Regardless of generation, cultural background, or level of direct involvement with war, we cannot escape being touched by the faces in Binh Danh's series, titled One Week's Dead. Danh collects photographs and other remnants of the Vietnam War and reprocesses them in a way that brings new light to a history marked by painful memories. A main source of the images is the 1969 Life magazine article, Faces of the American Dead: One Week's Dead.1 Portraits of two hundred forty-two young American men, casualties in one week of the war, were presented in a yearbook style layout, triggering a powerful public response: "the entire nation mourned those soldiers...you saw those faces, that's what brought it home to everyone."2
Danh returns these faces to the public's attention nearly four decades later. Using photosynthesis, he incorporates the portraits into the cells of leaves and grasses, symbolic of the jungle itself bearing witness to scars of war that remain in the landscape. Danh's method is based on a principle as simple as leaving a water hose on the lawn too long. The cells in leaves react to light by turning dark green, or the absence of light by turning pale. Danh is able to create images onto leaves, not by printing onto them, but by capturing the image within the leaves. By imprinting faces of war casualties and anonymous soldiers from the battlefield, Danh encapsulates remnants of history in the biological memory of plant cells. Through this process, he recycles collected news images and snapshots from an isolated past and memorializes them in the present. The final product, leaves embedded in resin, transform the source images into precious, yet permanent artifacts.

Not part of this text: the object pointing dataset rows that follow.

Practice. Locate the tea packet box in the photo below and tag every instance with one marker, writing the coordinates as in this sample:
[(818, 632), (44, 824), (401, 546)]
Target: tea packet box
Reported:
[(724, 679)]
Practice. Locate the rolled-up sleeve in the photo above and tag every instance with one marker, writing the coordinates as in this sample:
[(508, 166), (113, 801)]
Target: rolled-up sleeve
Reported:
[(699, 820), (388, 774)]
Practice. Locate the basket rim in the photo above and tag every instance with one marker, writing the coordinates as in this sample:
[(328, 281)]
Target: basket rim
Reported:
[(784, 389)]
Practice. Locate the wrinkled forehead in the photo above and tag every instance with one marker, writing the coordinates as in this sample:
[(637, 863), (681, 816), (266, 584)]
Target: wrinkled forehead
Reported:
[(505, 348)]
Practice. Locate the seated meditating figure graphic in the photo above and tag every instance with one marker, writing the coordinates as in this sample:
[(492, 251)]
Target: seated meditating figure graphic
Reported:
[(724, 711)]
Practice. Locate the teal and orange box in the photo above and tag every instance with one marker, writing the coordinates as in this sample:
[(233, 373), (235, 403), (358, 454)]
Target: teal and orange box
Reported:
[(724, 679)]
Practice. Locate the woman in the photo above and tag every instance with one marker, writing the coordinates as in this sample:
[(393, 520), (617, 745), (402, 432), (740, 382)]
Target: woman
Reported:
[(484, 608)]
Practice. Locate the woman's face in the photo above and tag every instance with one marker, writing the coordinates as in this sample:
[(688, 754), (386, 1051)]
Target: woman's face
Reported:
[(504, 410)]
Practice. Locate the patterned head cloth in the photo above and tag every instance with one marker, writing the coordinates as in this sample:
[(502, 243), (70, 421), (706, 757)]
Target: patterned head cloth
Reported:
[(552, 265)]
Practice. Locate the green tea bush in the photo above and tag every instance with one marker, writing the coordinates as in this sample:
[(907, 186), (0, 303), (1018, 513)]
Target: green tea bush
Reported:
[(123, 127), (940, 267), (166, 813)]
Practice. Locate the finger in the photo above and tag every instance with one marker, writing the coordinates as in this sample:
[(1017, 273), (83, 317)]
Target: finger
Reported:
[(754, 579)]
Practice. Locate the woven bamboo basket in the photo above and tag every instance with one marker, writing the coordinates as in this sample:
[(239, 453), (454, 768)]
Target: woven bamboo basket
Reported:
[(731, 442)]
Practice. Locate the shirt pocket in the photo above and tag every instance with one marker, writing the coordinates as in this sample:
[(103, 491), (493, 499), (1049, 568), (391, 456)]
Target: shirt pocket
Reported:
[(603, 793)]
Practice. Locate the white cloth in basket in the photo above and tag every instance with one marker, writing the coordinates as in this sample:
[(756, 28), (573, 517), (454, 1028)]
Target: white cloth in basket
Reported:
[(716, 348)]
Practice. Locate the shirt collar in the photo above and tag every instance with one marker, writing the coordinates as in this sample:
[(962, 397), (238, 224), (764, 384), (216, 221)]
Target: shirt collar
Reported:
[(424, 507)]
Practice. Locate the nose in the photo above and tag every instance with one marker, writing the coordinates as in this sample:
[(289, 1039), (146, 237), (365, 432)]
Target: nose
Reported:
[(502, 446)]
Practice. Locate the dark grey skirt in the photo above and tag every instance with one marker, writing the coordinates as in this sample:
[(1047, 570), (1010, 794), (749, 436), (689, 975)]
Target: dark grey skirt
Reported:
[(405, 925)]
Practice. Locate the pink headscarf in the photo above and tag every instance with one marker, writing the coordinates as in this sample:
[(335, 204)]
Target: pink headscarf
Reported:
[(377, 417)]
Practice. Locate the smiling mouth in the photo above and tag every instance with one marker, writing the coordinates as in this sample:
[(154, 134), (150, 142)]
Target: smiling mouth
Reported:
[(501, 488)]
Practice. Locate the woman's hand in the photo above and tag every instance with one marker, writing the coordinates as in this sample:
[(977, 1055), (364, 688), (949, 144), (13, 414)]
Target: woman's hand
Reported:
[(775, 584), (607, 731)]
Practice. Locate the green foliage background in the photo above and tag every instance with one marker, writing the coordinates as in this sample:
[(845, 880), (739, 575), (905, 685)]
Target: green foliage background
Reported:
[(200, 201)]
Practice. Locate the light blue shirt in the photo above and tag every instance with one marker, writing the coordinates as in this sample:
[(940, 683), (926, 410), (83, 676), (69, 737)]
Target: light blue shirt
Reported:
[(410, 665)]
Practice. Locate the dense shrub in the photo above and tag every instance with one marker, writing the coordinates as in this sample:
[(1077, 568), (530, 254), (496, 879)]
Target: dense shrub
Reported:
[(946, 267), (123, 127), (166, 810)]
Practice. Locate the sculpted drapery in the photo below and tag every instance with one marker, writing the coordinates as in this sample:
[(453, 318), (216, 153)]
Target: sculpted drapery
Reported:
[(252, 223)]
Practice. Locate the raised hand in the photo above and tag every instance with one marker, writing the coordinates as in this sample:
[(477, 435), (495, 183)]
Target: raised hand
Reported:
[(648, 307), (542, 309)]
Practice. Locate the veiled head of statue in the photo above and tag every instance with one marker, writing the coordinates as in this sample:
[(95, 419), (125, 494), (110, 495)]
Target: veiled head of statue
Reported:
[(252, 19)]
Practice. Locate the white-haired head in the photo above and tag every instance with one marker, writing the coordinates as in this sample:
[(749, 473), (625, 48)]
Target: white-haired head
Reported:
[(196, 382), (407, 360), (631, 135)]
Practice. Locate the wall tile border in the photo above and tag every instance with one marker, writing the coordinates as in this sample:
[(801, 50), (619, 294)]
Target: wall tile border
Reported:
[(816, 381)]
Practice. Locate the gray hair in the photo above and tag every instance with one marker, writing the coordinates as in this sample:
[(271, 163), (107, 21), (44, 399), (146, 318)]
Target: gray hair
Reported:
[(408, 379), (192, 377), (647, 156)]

Using his unique work process, Danh is reconstructing histories that occurred before he was born, but have undoubtedly affected him. He investigates memories of the Vietnam War by resurrecting pictures of its human toll. In doing so, he fulfills a personal need to better understand a time he is too young to recall first-hand. Danh describes that the past has always made its presence felt, even a world away from Vietnam. He was less than two years of age when his family escaped Vietnam to establish a new home in the United States. Danh has been able to gather stories from his mother and to visit Vietnam with her as a young adult, giving him access to a rich history that exceeds the knowledge of many in his generation. He relates that most second-generation Vietnamese-Americans are curious about their families' pasts, but perhaps just as many elders prefer to keep silent about vivid memories of unspeakable violence, pain, and sometimes shameful regret. His plight reminds us that we are all, despite our degree of knowledge, profoundly affected by events that occur before our time.
For Danh, his first trip to Vietnam was part of his quest to construct his own impression of the country and reclaim its history. The trip was profoundly influential in the development of his photographic process that literally and figuratively places Vietnam War images in nature. He recalls the presence of war still visible in the landscape years later—bomb craters repurposed to rice paddies; children born with missing limbs, still paying the price for the use of Agent orange during the war. It became clear to Danh that the jungle landscape was both a target and backdrop to the war. Long after nature had camouflaged physical scars with new growth, the war was still living there, in the land and its people.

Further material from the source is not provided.